City Hall to build three more ‘water banks’ to ease road flooding
The Bangkok Metropolitan Administration (BMA) is going to build three more ‘water banks’, or underground water catchment areas in Bangkok to absorb excess rain water to prevent repeated flooding in low-lying areas caused by heavy rain.
City Hall officials told Thai PBS that the first water bank, which was built under Bangkhen Circle in Bangkhen district at a cost of about 25 million baht, has been operational since the beginning of this year and has been proven reasonably efficient at easing flooding in the area, but it can only retain 1,000 cubic metres of rain water.
The concept of a water bank is similar to that of a ‘monkey cheek’ but it is located underground. In case there is heavy rain, water pumps, located nearby, will transfer water from the road surface into the water bank for storage. Then the stored water is pumped into a khlong.
The officials said that two more water banks are under construction and are expected to be completed early next year. The will hold up to 10,000 cubic metres of water.

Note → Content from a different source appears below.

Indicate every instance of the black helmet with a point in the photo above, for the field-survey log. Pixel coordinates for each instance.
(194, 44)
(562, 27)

As water catchment areas in Bangkok are shrinking, due to urban development, the water bank system offers an alternative, although they are somewhat limited in capacity when compared with monkey cheeks.
City officials pointed out, however, that garbage could pose an obstacle to the proper functioning of the underground water catchment areas, in the same way that garbage prevents water from flowing through the huge water tunnel in the Rama IX area.